Comment by steve1977
19 hours ago
I disagree. In a crisis, a leader should take the lead and make decisions. If he/she is not able to that on their own, they are in the wrong place.
Now I will agree that there are many executives like the ones you describe. But they are not top leaders.
So you’re telling me a CEO must also be a practicing lawyer? Because any other option is how you guarantee your company gets sued into oblivion.
First of all, I would expect a top leader to be prepared for scenarios like this (including templates of customer communication).
And yeah, I would expect a CEO to have enough legal knowledge to handle such a situation (customer communication) on his own.
But I also have to mentioned that I'm not in the US. Not every country has the litigation system of the US where you can basically destroy a company because you as the customer are too dumb to not spill hot coffee over yourself.

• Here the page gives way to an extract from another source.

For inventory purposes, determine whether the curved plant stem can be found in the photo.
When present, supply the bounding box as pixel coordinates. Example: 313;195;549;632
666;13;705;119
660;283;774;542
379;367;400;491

> you as the customer are too dumb to not spill hot coffee over yourself
presuming you're referring to the hot coffee lawsuit, maybe read details of the story. McDonalds wasn't at all blameless, and the plaintiff had reasonable demands
You expect the CEO of a company to have the legal depth of knowledge AND knowledge of all their customers, contracts and SLAs to be able to wing a communication and not somehow trip over all of that? They also should understand every possible legal jurisdiction that could be affected? You realise even the head of their legal department (a HIGHLY competent lawyer) likely wouldn’t say there could do that without speaking to the key people in their team?
Should the CEO also bang out some dev estimates for the roadmap because, hey, they should be competent enough to do something like that. Why not submit the accounts for the year? How hard can it be, just reading a few lines off their Sage or Quickbooks accounts?